The mineral wealth that is in our care is just that: it is our wealth; it is not our income. Yet, in the same way that it would be short-term and economically reckless to live off capital rather than income, that is exactly what we are doing when we are spending mining royalties to meet current government expenditure. It does not make sense for a household budget to behave like that, and it does not make sense for our state and national budget, either.

We need to prudently and wisely plan ahead, but we also need to have a stronger debate on who actually owns these resources. Commonwealth Bank head, Ralph Norris, speaking in support of an Australian sovereign wealth fund said:

Mining companies are recovering resources that are the natural endowment of Australians, and therefore Australia...should look to get some return.

The Greens believe that we all collectively own these mineral resources, not just the current government and most certainly not the mining companies. They are, as Ralph Norris says, our endowment, and we do not want this wealth to be frittered away. We also recognise that this wealth belongs to current and future generations. Have we the right to spend it all now and leave none for our grandchildren?

Overseas examples here are illuminating, in particular, the different treatment of North Sea oil royalties by the United Kingdom and Norway. The United Kingdom spent the proceeds from the sale of their share of the North Sea oil as soon as they were received. Now that the returns are in long-term decline, there is very little to show for it. Norway, on the other hand, recognised two decades ago that the oil would inevitably run out and that they needed to ensure the wellbeing of future generations, so they took a different approach.

They followed the lead of some Arab states and created a sovereign wealth fund, commonly known as 'the oil fund', and they poured money from the sale of their share of the North Sea oil into that fund, from which profits are returned to the state—and they are not alone. Approximately 36 countries around the world have sovereign wealth funds, which currently manage more than $4.2 trillion worth of assets globally.

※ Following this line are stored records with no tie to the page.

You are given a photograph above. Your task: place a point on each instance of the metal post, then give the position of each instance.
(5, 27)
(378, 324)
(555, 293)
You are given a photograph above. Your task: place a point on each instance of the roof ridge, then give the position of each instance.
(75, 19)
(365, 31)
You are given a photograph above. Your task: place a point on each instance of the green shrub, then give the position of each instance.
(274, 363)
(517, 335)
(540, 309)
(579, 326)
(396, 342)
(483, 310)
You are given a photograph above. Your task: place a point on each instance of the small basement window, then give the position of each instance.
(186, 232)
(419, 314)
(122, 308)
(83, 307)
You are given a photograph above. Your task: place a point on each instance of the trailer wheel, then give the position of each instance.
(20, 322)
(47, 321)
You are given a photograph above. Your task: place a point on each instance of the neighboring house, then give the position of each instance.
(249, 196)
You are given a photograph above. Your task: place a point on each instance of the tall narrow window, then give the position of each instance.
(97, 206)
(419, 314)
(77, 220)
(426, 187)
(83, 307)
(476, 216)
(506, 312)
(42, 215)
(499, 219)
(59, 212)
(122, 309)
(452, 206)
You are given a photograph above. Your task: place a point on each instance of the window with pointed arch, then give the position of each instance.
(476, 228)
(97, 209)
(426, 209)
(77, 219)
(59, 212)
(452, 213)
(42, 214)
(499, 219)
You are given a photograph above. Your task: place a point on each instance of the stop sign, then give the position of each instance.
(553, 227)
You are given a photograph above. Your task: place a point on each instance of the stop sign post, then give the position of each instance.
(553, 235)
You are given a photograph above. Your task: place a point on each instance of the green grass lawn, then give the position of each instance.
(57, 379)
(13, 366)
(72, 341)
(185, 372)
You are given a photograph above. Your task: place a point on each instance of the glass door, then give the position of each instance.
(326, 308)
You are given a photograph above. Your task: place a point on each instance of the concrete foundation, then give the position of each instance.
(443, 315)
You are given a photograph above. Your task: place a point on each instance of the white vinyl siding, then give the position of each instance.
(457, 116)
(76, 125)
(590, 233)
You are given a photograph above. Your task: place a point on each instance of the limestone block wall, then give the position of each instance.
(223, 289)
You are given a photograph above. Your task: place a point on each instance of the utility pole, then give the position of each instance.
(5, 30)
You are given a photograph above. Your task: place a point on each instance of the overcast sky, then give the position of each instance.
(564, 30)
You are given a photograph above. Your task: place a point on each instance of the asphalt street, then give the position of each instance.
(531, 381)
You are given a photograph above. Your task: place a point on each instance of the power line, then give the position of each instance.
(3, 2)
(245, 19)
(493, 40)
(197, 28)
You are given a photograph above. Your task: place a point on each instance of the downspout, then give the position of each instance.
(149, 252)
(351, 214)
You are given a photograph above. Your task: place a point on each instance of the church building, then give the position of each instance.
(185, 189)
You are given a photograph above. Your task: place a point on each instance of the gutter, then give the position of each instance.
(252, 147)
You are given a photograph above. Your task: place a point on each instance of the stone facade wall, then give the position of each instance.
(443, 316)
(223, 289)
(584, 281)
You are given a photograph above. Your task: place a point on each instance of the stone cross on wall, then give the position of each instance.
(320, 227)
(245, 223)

Recently, the International Monetary Fund called on Australia to establish a sovereign wealth fund to protect the economy from shock falls in commodity prices and to save revenue to ensure a more equitable distribution of its benefits across generations and reduce long-term fiscal vulnerabilities from an ageing population and rising health care costs. That is why Greens leader Bob Brown is moving at a federal level to put the idea of a sovereign wealth fund firmly on the national agenda. The Greens think that we should also have a debate on this issue here in South Australia.

The issue has a particular resonance here in South Australia as both state and federal governments are now considering the approval of the largest mineral extraction in Australia's history, the Olympic Dam mega open pit. We will shortly be debating in this place a bill to amend the South Australian mining royalty regime.

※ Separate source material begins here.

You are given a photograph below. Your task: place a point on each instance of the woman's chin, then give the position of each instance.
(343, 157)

In calling for this debate, we recognise that the current carve-up of GST revenue between states and the reconciliation of state mineral revenue by the grants commission means that a simple replica of the Norway sovereign wealth fund model would not work at a state level. However, we are calling on South Australia to be deeply involved in the national debate and to investigate models that may allow South Australia to preserve some of our current mineral bounty for the future.

We urgently need to future-proof our economy. We need to consider the welfare of both present and future generations. We also need to ensure that we can pay for an ageing society with ever-growing health needs. A sovereign wealth fund could help in this, as well as underpinning long-term transformational investment in essential infrastructure such as light rail, smart electricity grids and high speed rail. It is common sense, it is prudent, it is sensible economic management and I commend this motion to the house.

Debate adjourned on motion of Hon. T.J. Stephens.